И Ганс Касторп грезил, устремив взгляд на руку мадам Шоша. Как женщины одеваются! Они показывают какую-то часть своего затылка и своей груди, окутывают плечи прозрачным газом! Они ведут себя так на всем земном шаре, чтобы пробудить в нас страстное желание. Господи Боже мой, ведь жизнь прекрасна! Она прекрасна потому, что женщины одеваются соблазнительно, – и все люди считают, что так и надо, это повсюду принято и настолько распространено, что никто об этом не думает, никто не возражает, каждый бессознательно мирится с этим. А подумать следовало бы, говорил себе Ганс Касторп: если хочешь радоваться жизни, то надо понять, что этот обычай может дать счастье, это просто сказочный обычай. Конечно, женщины одеваются сказочно и соблазнительно ради определенной цели и не нарушают этим приличий, ибо тут вопрос грядущих поколений, продолжения человеческого рода: все это понятно. Но как быть, если женщина больна и вовсе не пригодна для материнства? Что тогда? Имеет ли для нее смысл носить газовые рукава, чтобы будить в мужчинах любопытство к ее телу – к ее телу, внутри которого сидит болезнь? Очевидно, что это не имеет никакого смысла и должно было бы считаться неприличным и запрещаться. Ведь интерес мужчины к больной женщине так же неоправдан, как… ну, скажем, затаенный интерес Ганса Касторпа к Пшибыславу Хиппе. Глупое сравнение, довольно мучительное воспоминание! Но оно возникло само собой, без его участия. Впрочем, смутные домыслы Ганса Касторпа на этом прервались, главным образом потому, что его вниманием снова завладел доктор Кроковский, голос которого неожиданно зазвучал гораздо громче. Он стоял за своим столиком, раскинув руки, склонив голову набок, и, несмотря на сюртук, чуть ли не напоминал распятого Иисуса Христа!

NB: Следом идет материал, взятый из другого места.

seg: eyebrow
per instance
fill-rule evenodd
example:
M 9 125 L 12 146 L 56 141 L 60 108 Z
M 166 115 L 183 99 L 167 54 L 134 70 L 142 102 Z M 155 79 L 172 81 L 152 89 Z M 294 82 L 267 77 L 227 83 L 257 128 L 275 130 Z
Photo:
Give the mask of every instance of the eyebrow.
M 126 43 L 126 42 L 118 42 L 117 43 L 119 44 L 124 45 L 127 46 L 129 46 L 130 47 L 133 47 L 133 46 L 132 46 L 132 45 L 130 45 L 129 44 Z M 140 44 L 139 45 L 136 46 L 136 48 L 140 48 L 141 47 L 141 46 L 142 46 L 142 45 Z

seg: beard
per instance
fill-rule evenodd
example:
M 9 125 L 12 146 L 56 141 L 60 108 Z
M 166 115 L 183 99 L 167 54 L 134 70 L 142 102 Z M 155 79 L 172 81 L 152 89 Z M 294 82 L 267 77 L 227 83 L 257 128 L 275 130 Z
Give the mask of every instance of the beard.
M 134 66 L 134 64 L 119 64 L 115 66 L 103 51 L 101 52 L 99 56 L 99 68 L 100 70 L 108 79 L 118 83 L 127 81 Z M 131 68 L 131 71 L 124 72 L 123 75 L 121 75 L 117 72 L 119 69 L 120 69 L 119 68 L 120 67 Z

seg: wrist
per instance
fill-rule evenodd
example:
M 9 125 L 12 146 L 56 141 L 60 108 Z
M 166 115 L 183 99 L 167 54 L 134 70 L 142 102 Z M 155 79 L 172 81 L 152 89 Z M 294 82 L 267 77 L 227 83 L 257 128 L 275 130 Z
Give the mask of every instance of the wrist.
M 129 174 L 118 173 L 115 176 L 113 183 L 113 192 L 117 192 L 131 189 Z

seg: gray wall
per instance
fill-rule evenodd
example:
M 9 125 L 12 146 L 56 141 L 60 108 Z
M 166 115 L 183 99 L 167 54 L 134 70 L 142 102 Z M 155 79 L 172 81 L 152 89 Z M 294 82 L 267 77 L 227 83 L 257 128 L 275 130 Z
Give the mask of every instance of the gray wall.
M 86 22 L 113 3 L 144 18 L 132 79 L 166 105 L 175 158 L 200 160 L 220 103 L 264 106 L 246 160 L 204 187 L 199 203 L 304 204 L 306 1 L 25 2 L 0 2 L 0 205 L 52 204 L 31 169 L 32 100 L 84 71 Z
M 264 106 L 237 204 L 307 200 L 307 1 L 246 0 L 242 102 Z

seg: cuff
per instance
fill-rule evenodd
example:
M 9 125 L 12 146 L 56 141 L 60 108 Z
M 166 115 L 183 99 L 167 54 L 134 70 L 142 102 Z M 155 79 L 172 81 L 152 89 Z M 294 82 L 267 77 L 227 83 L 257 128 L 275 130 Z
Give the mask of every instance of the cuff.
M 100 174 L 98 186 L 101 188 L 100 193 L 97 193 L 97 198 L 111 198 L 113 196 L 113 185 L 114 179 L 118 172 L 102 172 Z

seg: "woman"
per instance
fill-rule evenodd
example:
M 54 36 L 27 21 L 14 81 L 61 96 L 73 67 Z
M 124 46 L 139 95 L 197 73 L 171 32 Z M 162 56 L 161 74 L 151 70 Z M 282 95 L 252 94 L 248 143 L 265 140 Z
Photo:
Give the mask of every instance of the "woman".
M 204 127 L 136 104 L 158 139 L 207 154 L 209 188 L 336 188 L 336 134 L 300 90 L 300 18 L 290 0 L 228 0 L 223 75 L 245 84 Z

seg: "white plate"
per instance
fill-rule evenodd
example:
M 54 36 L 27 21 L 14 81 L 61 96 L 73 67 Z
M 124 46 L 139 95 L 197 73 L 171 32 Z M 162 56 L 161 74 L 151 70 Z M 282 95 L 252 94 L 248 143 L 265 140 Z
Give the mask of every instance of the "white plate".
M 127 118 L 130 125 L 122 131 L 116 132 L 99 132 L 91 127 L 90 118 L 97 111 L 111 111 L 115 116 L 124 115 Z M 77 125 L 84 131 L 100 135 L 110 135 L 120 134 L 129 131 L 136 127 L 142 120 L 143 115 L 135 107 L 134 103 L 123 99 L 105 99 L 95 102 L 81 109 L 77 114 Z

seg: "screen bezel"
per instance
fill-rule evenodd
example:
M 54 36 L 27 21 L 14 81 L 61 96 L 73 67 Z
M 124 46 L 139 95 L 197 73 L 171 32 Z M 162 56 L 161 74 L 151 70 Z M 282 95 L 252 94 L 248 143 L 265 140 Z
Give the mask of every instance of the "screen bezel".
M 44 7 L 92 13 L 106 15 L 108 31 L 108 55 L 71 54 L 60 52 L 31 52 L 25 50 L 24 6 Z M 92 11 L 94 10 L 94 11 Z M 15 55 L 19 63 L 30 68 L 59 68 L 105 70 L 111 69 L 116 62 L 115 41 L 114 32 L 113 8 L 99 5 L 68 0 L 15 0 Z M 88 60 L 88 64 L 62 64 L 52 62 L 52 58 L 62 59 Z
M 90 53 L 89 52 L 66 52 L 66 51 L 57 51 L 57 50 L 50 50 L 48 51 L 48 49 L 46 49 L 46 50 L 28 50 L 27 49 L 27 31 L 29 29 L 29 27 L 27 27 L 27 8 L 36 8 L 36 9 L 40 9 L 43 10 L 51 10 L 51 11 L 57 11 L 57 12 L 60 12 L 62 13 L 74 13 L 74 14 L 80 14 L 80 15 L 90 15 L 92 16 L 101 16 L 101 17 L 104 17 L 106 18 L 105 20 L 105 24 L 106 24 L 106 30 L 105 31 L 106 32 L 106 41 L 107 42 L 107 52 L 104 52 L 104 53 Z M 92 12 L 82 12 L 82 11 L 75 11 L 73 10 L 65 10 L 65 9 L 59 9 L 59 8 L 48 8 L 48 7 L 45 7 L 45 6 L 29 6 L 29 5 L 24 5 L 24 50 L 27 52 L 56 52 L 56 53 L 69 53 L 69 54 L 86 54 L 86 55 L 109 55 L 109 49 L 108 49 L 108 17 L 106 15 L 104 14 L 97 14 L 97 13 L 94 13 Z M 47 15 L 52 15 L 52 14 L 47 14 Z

Оказалось, что в конце доклада доктор Кроковский стал энергично пропагандировать расчленение души и, раскрыв объятия, звал всех прийти к нему. Придите ко мне, говорил он другими словами, все страждущие и обремененные! И, видимо, был глубоко убежден в том, что все без исключения страждут и обременены. Он говорил о скрытых страданиях, о тоске и стыде, об освобождающей силе психоанализа; пел хвалы просветлению подсознания, утверждал, что болезнь снова превращается в аффект, когда он осознан, призывал к доверию, сулил выздоровление. Затем опустил руки, выпрямился, собрал листки, которыми пользовался для своей лекции, и, точно учитель, зажав их под мышкой, удалился с высоко поднятой головой через галерею.